If they get control of the company next week they'll have a go at it.
"The large shareholders are not going to let someone steal the assets for nothing."
They need to find a way to stop them. We need a date in the diary for the EGM. It can't happen for a month or so but the date needs to be set this week. Then if Hambro and co are kicked out next week, the supporting shareholders (or those opposed to UGC) will have something to fight in the courts if and when the remaining directors try to cancel it.
"Kerimov .... has never worked or associated with strukov"
That is good news. Kerimov in the past has appeared to be among the more principled of the Oligarchs. He even did his bit in 2008 to try to keep the investment banks afloat. I hope he takes a bigger stake in Pog.
"Why people are holding onto POG now there is a big boardroom bust-up and the shares are already trading at a PE of 30?"

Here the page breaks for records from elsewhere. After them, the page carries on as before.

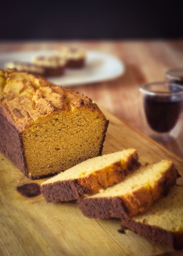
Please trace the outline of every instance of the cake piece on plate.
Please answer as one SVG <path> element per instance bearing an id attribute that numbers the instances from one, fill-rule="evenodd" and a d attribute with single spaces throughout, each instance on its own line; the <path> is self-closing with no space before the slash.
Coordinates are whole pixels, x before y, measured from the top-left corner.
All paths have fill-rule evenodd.
<path id="1" fill-rule="evenodd" d="M 83 49 L 62 47 L 57 51 L 57 55 L 67 60 L 68 68 L 80 68 L 85 66 L 86 53 Z"/>
<path id="2" fill-rule="evenodd" d="M 121 221 L 128 229 L 149 240 L 178 250 L 183 249 L 183 186 L 170 188 L 167 197 L 145 212 Z"/>
<path id="3" fill-rule="evenodd" d="M 12 69 L 0 84 L 0 151 L 27 177 L 101 155 L 109 121 L 88 97 Z"/>
<path id="4" fill-rule="evenodd" d="M 92 195 L 125 179 L 140 165 L 134 149 L 88 159 L 41 185 L 47 202 L 72 200 Z"/>
<path id="5" fill-rule="evenodd" d="M 66 60 L 55 55 L 35 56 L 33 63 L 44 69 L 45 76 L 55 76 L 63 75 L 66 65 Z"/>
<path id="6" fill-rule="evenodd" d="M 45 75 L 45 70 L 43 67 L 31 62 L 11 61 L 6 63 L 5 67 L 6 69 L 16 69 L 18 71 L 30 73 L 35 75 L 43 76 Z"/>

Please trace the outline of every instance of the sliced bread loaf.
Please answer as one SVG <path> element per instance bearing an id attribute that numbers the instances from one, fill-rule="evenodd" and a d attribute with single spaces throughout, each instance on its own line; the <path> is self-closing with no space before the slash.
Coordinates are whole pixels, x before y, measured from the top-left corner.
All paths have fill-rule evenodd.
<path id="1" fill-rule="evenodd" d="M 77 203 L 89 218 L 127 218 L 145 211 L 155 200 L 167 195 L 178 176 L 173 162 L 162 160 L 141 167 L 124 181 L 80 199 Z"/>
<path id="2" fill-rule="evenodd" d="M 183 186 L 171 187 L 145 212 L 123 219 L 127 228 L 147 239 L 175 249 L 183 249 Z"/>
<path id="3" fill-rule="evenodd" d="M 41 184 L 47 202 L 77 199 L 123 180 L 141 165 L 135 149 L 88 159 Z"/>

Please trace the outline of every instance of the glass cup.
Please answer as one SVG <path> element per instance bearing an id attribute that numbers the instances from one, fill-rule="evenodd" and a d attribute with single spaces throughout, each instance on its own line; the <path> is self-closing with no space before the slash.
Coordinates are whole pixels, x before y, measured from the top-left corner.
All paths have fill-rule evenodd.
<path id="1" fill-rule="evenodd" d="M 144 133 L 158 141 L 169 141 L 181 126 L 183 87 L 169 82 L 142 85 L 141 118 Z"/>
<path id="2" fill-rule="evenodd" d="M 165 73 L 165 80 L 183 86 L 183 68 L 168 70 Z"/>

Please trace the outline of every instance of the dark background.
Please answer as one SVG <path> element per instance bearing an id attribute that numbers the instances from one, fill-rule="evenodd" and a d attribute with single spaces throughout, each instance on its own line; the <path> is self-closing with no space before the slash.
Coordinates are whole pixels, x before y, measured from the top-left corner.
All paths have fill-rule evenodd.
<path id="1" fill-rule="evenodd" d="M 182 2 L 6 1 L 0 39 L 182 38 Z"/>

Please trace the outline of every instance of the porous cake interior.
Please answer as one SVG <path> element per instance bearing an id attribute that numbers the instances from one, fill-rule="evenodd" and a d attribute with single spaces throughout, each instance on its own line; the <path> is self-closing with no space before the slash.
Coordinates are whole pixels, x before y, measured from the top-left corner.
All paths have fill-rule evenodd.
<path id="1" fill-rule="evenodd" d="M 145 212 L 133 217 L 136 222 L 172 231 L 183 231 L 183 186 L 171 187 L 167 197 L 155 202 Z"/>
<path id="2" fill-rule="evenodd" d="M 29 175 L 58 173 L 98 156 L 104 125 L 98 113 L 75 108 L 32 125 L 23 134 Z"/>
<path id="3" fill-rule="evenodd" d="M 167 168 L 171 166 L 171 161 L 162 160 L 159 163 L 141 167 L 134 174 L 129 175 L 124 181 L 116 185 L 89 197 L 123 197 L 142 187 L 150 191 Z"/>
<path id="4" fill-rule="evenodd" d="M 89 142 L 91 143 L 91 141 Z M 80 177 L 84 177 L 89 175 L 90 173 L 94 173 L 99 170 L 100 172 L 106 171 L 105 168 L 108 167 L 108 172 L 112 172 L 114 166 L 112 164 L 115 162 L 120 163 L 120 165 L 118 164 L 116 166 L 116 169 L 118 168 L 125 169 L 126 168 L 126 159 L 127 157 L 134 154 L 136 150 L 134 149 L 128 149 L 115 152 L 108 155 L 104 155 L 99 156 L 92 159 L 88 159 L 84 162 L 80 163 L 79 164 L 74 166 L 70 169 L 68 169 L 63 173 L 61 173 L 58 175 L 51 178 L 47 181 L 44 182 L 46 183 L 54 182 L 55 181 L 66 180 L 70 179 L 74 179 Z M 110 164 L 111 169 L 110 169 Z"/>

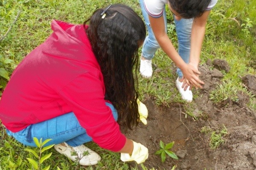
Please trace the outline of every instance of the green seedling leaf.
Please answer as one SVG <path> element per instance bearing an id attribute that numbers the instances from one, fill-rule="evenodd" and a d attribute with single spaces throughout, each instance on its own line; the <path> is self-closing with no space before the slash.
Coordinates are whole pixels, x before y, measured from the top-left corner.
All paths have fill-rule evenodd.
<path id="1" fill-rule="evenodd" d="M 165 150 L 165 151 L 169 156 L 174 159 L 179 159 L 177 156 L 176 156 L 173 152 L 168 150 Z"/>
<path id="2" fill-rule="evenodd" d="M 161 153 L 162 153 L 164 150 L 163 149 L 161 149 L 160 150 L 156 151 L 155 153 L 155 154 L 159 155 L 160 154 L 161 154 Z"/>
<path id="3" fill-rule="evenodd" d="M 175 168 L 176 168 L 176 165 L 175 165 L 173 167 L 172 167 L 172 170 L 175 170 Z"/>
<path id="4" fill-rule="evenodd" d="M 52 155 L 52 153 L 51 152 L 50 153 L 44 156 L 43 156 L 42 158 L 41 158 L 41 159 L 40 159 L 40 161 L 39 161 L 40 164 L 42 164 L 44 162 L 44 161 L 46 159 L 47 159 L 48 158 L 49 158 Z"/>
<path id="5" fill-rule="evenodd" d="M 170 149 L 173 146 L 173 144 L 174 144 L 174 142 L 172 142 L 169 143 L 168 144 L 166 144 L 165 147 L 164 147 L 164 149 Z"/>
<path id="6" fill-rule="evenodd" d="M 47 167 L 45 167 L 43 169 L 43 170 L 49 170 L 50 169 L 50 166 L 51 165 L 49 165 Z M 59 168 L 59 169 L 60 168 Z"/>
<path id="7" fill-rule="evenodd" d="M 52 139 L 46 139 L 46 140 L 45 140 L 44 141 L 44 142 L 42 144 L 42 146 L 43 146 L 45 144 L 46 144 L 48 142 L 49 142 L 49 141 L 51 141 L 52 140 Z"/>
<path id="8" fill-rule="evenodd" d="M 50 145 L 49 145 L 44 147 L 44 148 L 43 148 L 43 149 L 42 149 L 42 150 L 41 150 L 41 153 L 42 153 L 46 150 L 48 150 L 48 149 L 52 148 L 53 146 L 54 146 L 54 144 L 51 144 Z"/>
<path id="9" fill-rule="evenodd" d="M 7 80 L 10 79 L 9 72 L 5 70 L 3 68 L 0 68 L 0 76 L 6 79 Z"/>
<path id="10" fill-rule="evenodd" d="M 140 165 L 141 166 L 141 167 L 142 168 L 142 169 L 143 170 L 147 170 L 147 169 L 146 168 L 145 166 L 144 166 L 144 165 L 143 164 L 143 163 L 140 164 Z"/>
<path id="11" fill-rule="evenodd" d="M 6 64 L 9 64 L 14 62 L 14 61 L 13 61 L 12 60 L 11 60 L 9 59 L 6 59 L 3 60 L 3 62 L 4 62 Z"/>
<path id="12" fill-rule="evenodd" d="M 162 152 L 161 153 L 161 159 L 162 160 L 162 162 L 164 162 L 166 159 L 166 154 L 165 152 Z"/>
<path id="13" fill-rule="evenodd" d="M 34 140 L 34 142 L 35 142 L 35 144 L 36 146 L 38 147 L 40 147 L 40 144 L 39 143 L 39 141 L 38 141 L 38 139 L 36 137 L 34 137 L 33 138 L 33 140 Z"/>
<path id="14" fill-rule="evenodd" d="M 34 168 L 36 170 L 38 169 L 38 164 L 37 162 L 36 162 L 35 160 L 34 160 L 34 159 L 32 159 L 31 158 L 26 158 L 28 160 L 28 161 L 29 161 L 29 163 L 30 163 L 30 164 L 32 164 L 32 165 L 33 166 L 33 167 L 34 167 Z"/>
<path id="15" fill-rule="evenodd" d="M 160 147 L 161 148 L 164 149 L 164 144 L 162 141 L 160 141 Z"/>
<path id="16" fill-rule="evenodd" d="M 39 156 L 37 154 L 37 153 L 36 153 L 34 150 L 32 150 L 30 149 L 25 149 L 24 150 L 26 150 L 26 151 L 29 152 L 30 153 L 33 153 L 33 155 L 34 155 L 36 157 L 37 157 L 38 158 L 39 157 Z"/>

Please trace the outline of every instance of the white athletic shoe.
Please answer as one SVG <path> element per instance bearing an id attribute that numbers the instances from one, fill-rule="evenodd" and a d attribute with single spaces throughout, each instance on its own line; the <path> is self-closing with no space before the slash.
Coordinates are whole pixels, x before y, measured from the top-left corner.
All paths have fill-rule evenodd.
<path id="1" fill-rule="evenodd" d="M 179 81 L 179 78 L 177 79 L 175 82 L 176 87 L 178 88 L 180 94 L 182 99 L 186 101 L 187 102 L 190 102 L 193 100 L 193 94 L 192 91 L 189 90 L 189 87 L 188 87 L 186 91 L 184 90 L 184 88 L 182 88 L 182 85 L 183 82 L 180 82 Z"/>
<path id="2" fill-rule="evenodd" d="M 150 78 L 152 76 L 153 70 L 152 69 L 152 61 L 151 60 L 143 60 L 142 57 L 140 57 L 140 72 L 143 76 Z"/>
<path id="3" fill-rule="evenodd" d="M 55 145 L 54 148 L 59 153 L 65 155 L 73 161 L 80 160 L 79 164 L 82 165 L 96 165 L 101 160 L 99 155 L 83 144 L 73 147 L 69 146 L 66 142 L 64 142 Z M 73 152 L 76 152 L 76 156 L 71 155 Z M 85 156 L 83 155 L 84 153 L 86 153 Z M 77 159 L 77 158 L 79 159 Z"/>

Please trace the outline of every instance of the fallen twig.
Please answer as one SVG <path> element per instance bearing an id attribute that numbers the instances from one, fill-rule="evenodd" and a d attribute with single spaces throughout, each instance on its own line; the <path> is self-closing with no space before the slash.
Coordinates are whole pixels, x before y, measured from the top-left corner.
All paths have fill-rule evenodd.
<path id="1" fill-rule="evenodd" d="M 10 27 L 8 29 L 7 31 L 6 31 L 6 33 L 0 39 L 0 42 L 1 42 L 4 39 L 4 38 L 6 36 L 6 35 L 7 35 L 7 34 L 9 33 L 9 32 L 10 32 L 10 31 L 11 31 L 11 29 L 12 29 L 12 26 L 13 26 L 14 25 L 14 24 L 15 23 L 16 23 L 16 22 L 17 21 L 17 20 L 18 19 L 18 18 L 20 16 L 20 13 L 21 12 L 21 11 L 22 11 L 21 9 L 20 10 L 20 11 L 19 11 L 19 12 L 18 12 L 18 14 L 17 14 L 17 15 L 16 16 L 16 17 L 15 20 L 12 22 L 12 23 L 11 25 L 11 26 L 10 26 Z"/>
<path id="2" fill-rule="evenodd" d="M 185 125 L 184 124 L 184 123 L 183 122 L 182 122 L 182 120 L 181 120 L 181 112 L 181 112 L 181 108 L 180 108 L 180 105 L 179 104 L 179 105 L 180 106 L 180 122 L 181 122 L 181 123 L 182 123 L 182 124 L 183 124 L 183 125 L 184 125 L 185 126 L 185 127 L 186 127 L 186 128 L 187 128 L 187 129 L 189 131 L 189 136 L 187 137 L 187 139 L 189 138 L 189 136 L 191 136 L 191 138 L 192 138 L 192 139 L 193 140 L 193 141 L 195 143 L 195 140 L 194 140 L 194 138 L 193 138 L 193 136 L 192 136 L 192 135 L 191 135 L 191 133 L 190 133 L 190 130 L 189 130 L 189 129 L 186 125 Z"/>

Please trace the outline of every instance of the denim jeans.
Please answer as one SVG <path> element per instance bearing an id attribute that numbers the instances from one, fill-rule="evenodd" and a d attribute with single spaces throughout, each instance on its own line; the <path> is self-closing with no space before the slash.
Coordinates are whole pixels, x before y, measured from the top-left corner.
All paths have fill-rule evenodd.
<path id="1" fill-rule="evenodd" d="M 116 121 L 117 112 L 113 106 L 108 102 L 106 105 L 111 109 Z M 36 147 L 33 138 L 36 137 L 43 141 L 48 139 L 52 140 L 44 145 L 58 144 L 66 142 L 68 145 L 76 147 L 92 141 L 86 130 L 79 124 L 74 113 L 70 112 L 35 124 L 32 124 L 16 133 L 6 129 L 7 133 L 13 136 L 23 144 Z"/>
<path id="2" fill-rule="evenodd" d="M 148 35 L 146 37 L 143 44 L 142 55 L 146 59 L 151 60 L 154 57 L 156 51 L 160 46 L 156 40 L 150 26 L 148 15 L 144 6 L 144 0 L 140 0 L 140 3 L 148 31 Z M 165 8 L 164 8 L 163 15 L 166 26 L 165 30 L 167 32 L 166 13 Z M 191 28 L 193 19 L 182 19 L 177 21 L 175 20 L 174 16 L 174 18 L 178 39 L 178 53 L 183 60 L 188 63 L 189 61 Z M 177 74 L 180 78 L 183 76 L 181 71 L 179 68 L 177 69 Z"/>

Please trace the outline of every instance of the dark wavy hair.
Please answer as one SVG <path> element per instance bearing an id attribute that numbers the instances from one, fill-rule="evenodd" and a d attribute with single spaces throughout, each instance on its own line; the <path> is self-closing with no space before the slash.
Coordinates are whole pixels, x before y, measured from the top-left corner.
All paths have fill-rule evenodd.
<path id="1" fill-rule="evenodd" d="M 103 75 L 105 99 L 117 110 L 119 120 L 132 129 L 138 125 L 139 118 L 135 82 L 138 50 L 145 39 L 145 27 L 141 18 L 128 6 L 112 5 L 102 18 L 105 9 L 95 11 L 84 22 L 84 27 Z"/>
<path id="2" fill-rule="evenodd" d="M 172 8 L 183 18 L 201 16 L 211 0 L 168 0 Z"/>

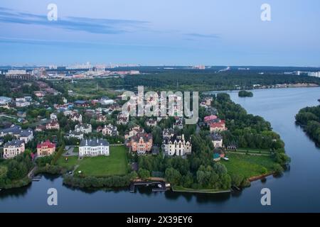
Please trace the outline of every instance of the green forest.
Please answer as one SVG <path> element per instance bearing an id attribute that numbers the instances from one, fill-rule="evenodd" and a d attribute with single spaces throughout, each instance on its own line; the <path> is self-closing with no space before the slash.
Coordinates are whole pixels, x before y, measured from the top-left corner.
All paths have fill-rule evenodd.
<path id="1" fill-rule="evenodd" d="M 302 109 L 296 115 L 296 122 L 317 145 L 320 144 L 320 105 Z"/>

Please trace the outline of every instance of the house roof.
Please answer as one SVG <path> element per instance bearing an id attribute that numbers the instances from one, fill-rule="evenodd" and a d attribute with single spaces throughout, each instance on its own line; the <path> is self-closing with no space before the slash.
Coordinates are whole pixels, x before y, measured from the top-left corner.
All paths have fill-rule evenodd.
<path id="1" fill-rule="evenodd" d="M 211 140 L 214 141 L 220 141 L 223 139 L 223 137 L 220 133 L 213 133 L 210 134 L 210 136 L 211 137 Z"/>
<path id="2" fill-rule="evenodd" d="M 48 147 L 49 148 L 55 148 L 55 144 L 53 143 L 51 143 L 49 140 L 47 140 L 45 142 L 43 142 L 43 143 L 37 145 L 37 148 L 41 148 L 43 147 Z"/>
<path id="3" fill-rule="evenodd" d="M 15 146 L 15 147 L 20 147 L 23 143 L 24 143 L 23 140 L 14 140 L 9 142 L 7 142 L 4 144 L 4 147 L 9 147 L 9 146 Z"/>
<path id="4" fill-rule="evenodd" d="M 97 146 L 108 146 L 109 142 L 107 140 L 105 139 L 85 139 L 81 140 L 80 146 L 80 147 L 85 147 L 85 146 L 89 146 L 89 147 L 97 147 Z"/>

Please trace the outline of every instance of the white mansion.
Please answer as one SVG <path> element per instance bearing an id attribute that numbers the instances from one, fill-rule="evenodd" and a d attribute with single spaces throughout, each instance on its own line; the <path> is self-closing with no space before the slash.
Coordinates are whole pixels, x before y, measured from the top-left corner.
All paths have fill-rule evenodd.
<path id="1" fill-rule="evenodd" d="M 174 134 L 164 138 L 163 148 L 168 155 L 183 156 L 191 153 L 192 145 L 190 141 L 185 140 L 183 134 Z"/>
<path id="2" fill-rule="evenodd" d="M 79 156 L 109 155 L 109 143 L 103 139 L 82 140 L 79 146 Z"/>

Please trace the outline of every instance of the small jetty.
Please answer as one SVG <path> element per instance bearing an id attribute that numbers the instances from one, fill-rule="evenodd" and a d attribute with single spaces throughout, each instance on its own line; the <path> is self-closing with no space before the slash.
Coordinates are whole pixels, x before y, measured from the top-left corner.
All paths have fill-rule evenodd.
<path id="1" fill-rule="evenodd" d="M 33 181 L 33 182 L 38 182 L 38 181 L 40 181 L 41 179 L 41 177 L 40 177 L 40 176 L 33 177 L 32 178 L 32 181 Z"/>
<path id="2" fill-rule="evenodd" d="M 135 192 L 135 187 L 137 186 L 153 186 L 152 192 L 166 192 L 166 182 L 162 181 L 159 182 L 133 182 L 130 184 L 130 192 Z"/>
<path id="3" fill-rule="evenodd" d="M 241 189 L 240 189 L 238 187 L 235 186 L 235 185 L 233 185 L 231 186 L 231 189 L 233 191 L 241 191 Z"/>

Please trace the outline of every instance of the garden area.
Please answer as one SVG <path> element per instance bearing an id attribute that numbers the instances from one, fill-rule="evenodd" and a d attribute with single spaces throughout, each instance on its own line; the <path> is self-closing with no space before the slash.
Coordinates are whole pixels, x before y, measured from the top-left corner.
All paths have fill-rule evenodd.
<path id="1" fill-rule="evenodd" d="M 58 166 L 70 169 L 78 165 L 75 175 L 81 171 L 81 176 L 107 177 L 124 175 L 128 172 L 127 148 L 124 146 L 111 146 L 109 156 L 85 157 L 78 160 L 78 156 L 61 156 L 57 163 Z"/>
<path id="2" fill-rule="evenodd" d="M 223 162 L 228 173 L 245 178 L 270 173 L 274 166 L 274 161 L 267 156 L 228 153 L 228 157 L 229 160 Z"/>

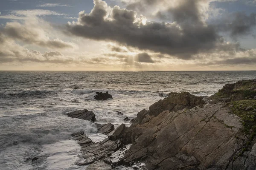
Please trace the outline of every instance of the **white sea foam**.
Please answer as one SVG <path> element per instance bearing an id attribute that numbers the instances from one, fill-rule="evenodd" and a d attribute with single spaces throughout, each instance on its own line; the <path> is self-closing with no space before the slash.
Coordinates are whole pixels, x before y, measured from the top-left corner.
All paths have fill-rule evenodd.
<path id="1" fill-rule="evenodd" d="M 46 157 L 42 165 L 47 170 L 83 170 L 75 162 L 83 159 L 79 157 L 80 146 L 71 140 L 61 141 L 58 142 L 42 146 L 42 152 L 37 156 Z"/>

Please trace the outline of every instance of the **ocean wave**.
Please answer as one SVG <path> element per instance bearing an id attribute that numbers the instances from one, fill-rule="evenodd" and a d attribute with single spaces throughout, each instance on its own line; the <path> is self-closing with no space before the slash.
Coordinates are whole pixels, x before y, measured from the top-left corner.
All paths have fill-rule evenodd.
<path id="1" fill-rule="evenodd" d="M 31 116 L 32 118 L 33 116 Z M 34 116 L 35 117 L 35 116 Z M 8 119 L 7 122 L 10 122 L 9 125 L 16 124 L 14 122 L 14 118 L 12 117 L 5 117 Z M 32 118 L 32 119 L 35 118 Z M 44 119 L 47 119 L 45 117 Z M 11 121 L 12 119 L 12 121 Z M 19 122 L 17 127 L 14 129 L 7 131 L 0 131 L 0 152 L 4 150 L 6 147 L 13 145 L 17 145 L 20 143 L 30 143 L 35 144 L 42 145 L 54 143 L 58 142 L 61 140 L 67 140 L 71 139 L 71 134 L 73 133 L 84 130 L 87 134 L 95 133 L 97 132 L 97 129 L 94 124 L 91 124 L 89 121 L 84 121 L 80 119 L 74 119 L 74 122 L 69 125 L 67 122 L 70 123 L 67 118 L 65 121 L 62 123 L 55 124 L 53 122 L 47 123 L 46 122 L 44 126 L 41 125 L 41 127 L 34 128 L 33 126 L 24 128 L 22 128 L 21 122 L 25 120 L 23 119 L 19 119 L 16 122 Z M 6 124 L 7 122 L 3 122 L 2 127 L 5 129 L 13 127 L 13 125 L 10 126 Z M 35 122 L 34 122 L 35 123 Z M 47 125 L 47 123 L 49 124 Z M 9 128 L 8 128 L 9 127 Z"/>
<path id="2" fill-rule="evenodd" d="M 36 98 L 41 98 L 47 96 L 47 95 L 55 95 L 58 94 L 54 91 L 23 91 L 18 93 L 0 93 L 0 98 L 2 99 L 24 99 L 29 98 L 30 99 Z"/>

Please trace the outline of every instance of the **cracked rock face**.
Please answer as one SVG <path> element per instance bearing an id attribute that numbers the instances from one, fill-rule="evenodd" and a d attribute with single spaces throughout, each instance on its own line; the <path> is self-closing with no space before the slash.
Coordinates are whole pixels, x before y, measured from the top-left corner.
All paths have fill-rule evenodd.
<path id="1" fill-rule="evenodd" d="M 94 122 L 96 120 L 93 112 L 88 111 L 87 109 L 70 112 L 67 114 L 67 116 L 73 118 L 88 120 L 91 122 Z"/>

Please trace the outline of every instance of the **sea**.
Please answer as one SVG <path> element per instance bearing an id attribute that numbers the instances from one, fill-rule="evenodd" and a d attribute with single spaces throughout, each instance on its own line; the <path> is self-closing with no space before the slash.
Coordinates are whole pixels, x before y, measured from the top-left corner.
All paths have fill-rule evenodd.
<path id="1" fill-rule="evenodd" d="M 256 78 L 256 71 L 0 71 L 0 170 L 86 170 L 76 165 L 83 159 L 70 134 L 84 130 L 96 142 L 107 136 L 70 112 L 87 109 L 96 123 L 129 126 L 124 118 L 171 92 L 210 96 L 226 84 Z M 107 91 L 113 99 L 94 99 Z"/>

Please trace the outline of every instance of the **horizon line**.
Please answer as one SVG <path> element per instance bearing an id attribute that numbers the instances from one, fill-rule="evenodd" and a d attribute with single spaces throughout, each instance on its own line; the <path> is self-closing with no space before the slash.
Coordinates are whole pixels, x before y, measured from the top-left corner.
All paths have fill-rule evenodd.
<path id="1" fill-rule="evenodd" d="M 256 70 L 0 70 L 0 71 L 116 71 L 116 72 L 139 72 L 139 71 L 250 71 Z"/>

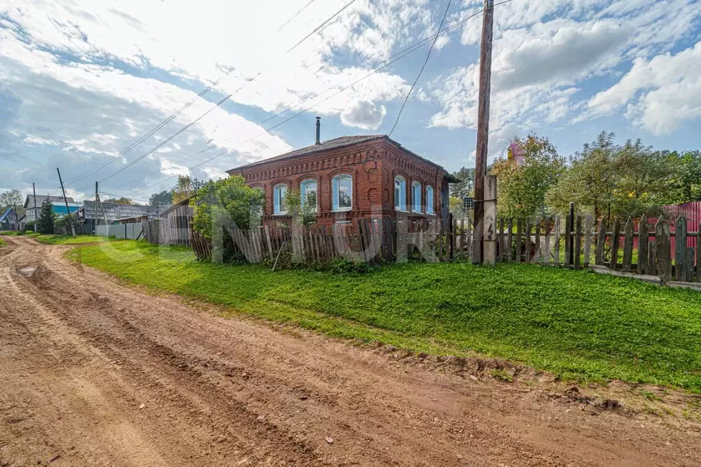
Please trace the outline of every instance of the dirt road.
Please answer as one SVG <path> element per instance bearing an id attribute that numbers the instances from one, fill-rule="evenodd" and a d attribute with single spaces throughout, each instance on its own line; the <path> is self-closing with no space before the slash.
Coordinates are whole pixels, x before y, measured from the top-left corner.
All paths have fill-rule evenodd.
<path id="1" fill-rule="evenodd" d="M 479 362 L 224 319 L 8 241 L 3 467 L 701 465 L 697 422 L 583 404 L 547 375 L 500 382 Z"/>

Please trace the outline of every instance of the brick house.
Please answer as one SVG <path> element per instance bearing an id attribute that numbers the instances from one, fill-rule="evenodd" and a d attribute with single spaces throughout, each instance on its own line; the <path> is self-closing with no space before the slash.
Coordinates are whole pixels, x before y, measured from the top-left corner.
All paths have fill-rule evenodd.
<path id="1" fill-rule="evenodd" d="M 448 215 L 448 183 L 457 181 L 441 166 L 385 135 L 341 137 L 228 170 L 265 195 L 263 223 L 287 222 L 285 195 L 298 190 L 315 199 L 317 223 L 368 218 Z M 313 194 L 310 197 L 310 194 Z"/>

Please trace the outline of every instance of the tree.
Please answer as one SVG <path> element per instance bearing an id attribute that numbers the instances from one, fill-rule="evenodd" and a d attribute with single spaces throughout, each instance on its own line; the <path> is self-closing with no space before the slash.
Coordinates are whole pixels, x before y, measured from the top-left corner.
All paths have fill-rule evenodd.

An alternative view of the "boardroom bust-up" is that it is an exercise in shareholder power. In recent years shareholders interests have been very much secondary to those of the creditors. This looked set to continue with the inclusion of resolution 20 - a rights issue to clear the 2022 bonds - ahead of schedule for some inexplicable reason. This is an opportunity to "re-educate" the BoD.
As for the PE of 30, the 2019 books were cooked by the inclusion of a large impairment reversal. the true PE is nearer 10. Last years numbers were also impacted by the fulfilment of low priced hedges. The numbers should be much better this year.
You are still not quite right. The bond issue was in pounds sterling not US Dollars. Go back through the RNS's.
"Is the convertible priced at a strike price of 1p per share "
No. But the shares have a NOMINAL value of 1p.
mdunsire - This is tedious. From resolution 19 (my capitals for emphasis) -
To resolve that in substitution for all subsisting authorities to the extent unused the Directors be and they are hereby generally and unconditionally authorised in accordance with section 551 of the Companies Act 2006 (the Act) to exercise all the powers of the Company to allot shares in the Company and to grant rights to subscribe for, OR TO CONVERT ANY SECURITY INTO, SHARES IN THE COMPANY up to an aggregate nominal amount of £11,034,000.
Be sure and let me know what fund you manage so I can avoid it.
I think you might have the wrong end of the stick here, mdunsire. Resolution 19 would have authorised the directors to issue around 1bn new shares. But has already been said below this is probably to cover the requirement for new shares in the event that the bondholders convert. From the results of the AGM it looks as though UGC voted for this resolution.
If you were to try to read their general intentions from their voting actions (a dangerous thing, I know), this might be positive - in that they intend to keep the company going in its present form, for the time being, at least.
kenj and Updownflat - Thanks both. I am not with III but I found an archived version of the full AGM notice. Resolution 19 says "... up to a nominal amount of £11,034,000". As you say, the key word is "nominal".